MySQL Bugs: #70669: Slave can't continue replication after master's crash recovery

Bug #70669	Slave can't continue replication after master's crash recovery
Submitted:	20 Oct 2013 4:25	Modified:	27 Feb 2014 13:16
Reporter:	Yoshinori Matsunobu (OCA)	Email Updates:
Status:	Closed	Impact on me:	None
Category:	MySQL Server: Replication	Severity:	S2 (Serious)
Version:	5.6.14	OS:	Any
Assigned to:		CPU Architecture:	Any

Description:
In MySQL 5.6, the following sequence may happen.

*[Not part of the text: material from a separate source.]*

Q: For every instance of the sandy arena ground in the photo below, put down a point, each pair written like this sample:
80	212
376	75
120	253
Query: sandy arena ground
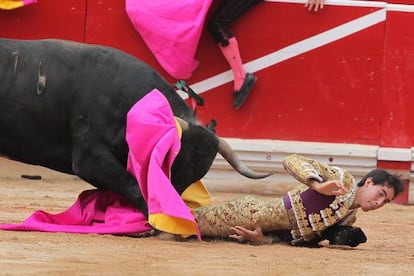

In MySQL 5.1, this doesn't happen if sync_binlog=1, but in 5.6 this may happen regardless of sync_binlog settings.

1. master writes to binlog (writing to kernel buffer)
2. binlog dump threads read the binlog events and send to slaves
3. master flushes to binlog (fsync to binlog file)

If OS crash happens between #2 and #3 on master, after master's crash recovery, slaves can't continue replication because binlog events generated at #1 do not exist on master but exist on slaves (server_errno=1236).

Another problem of this scenario is that applications eventually got errors when committing transactions, but they were replicated to slaves.

This problem is expected on less durable settings (sync_binlog!=1), but should not happen on durable settings (sync_binlog=1).

How to repeat:
Setup normal master/slaves replication, and set sync_binlog=1 on master.

Set breakpoint at MYSQL_BIN_LOG::sync_binlog_file (by gdb).
Run any insert statement on the master. gdb hits breakpoint. Then check whether the insert is replicated to slaves or not. I could repeat. This means binlog events are replicated before calling fsync on master.

Another simple approach: Run heavy auto-committed inserts/updates on master. Terminate OS on the master when running benchmarks. Restart master and check whether slave can continue replication or not.

Suggested fix:
In 5.6, LOCK_log is held during writing to kernel buffer (flush_cache_to_file()), but is released when calling fsync() (sync_binlog_file()). So binlog dump threads may read binlog events before fsync() completes. This causes the problem. Holding LOCK_log until fsync() completes(5.1 approach), or making binlog dump threads wait until fsync() completes would be needed.

Hello Yoshinori,

Thank you for the bug report.
Verified as described.

Thanks,
Umesh

Thank you for your bug report. This issue has been committed to our source repository of that product and will be incorporated into the next release.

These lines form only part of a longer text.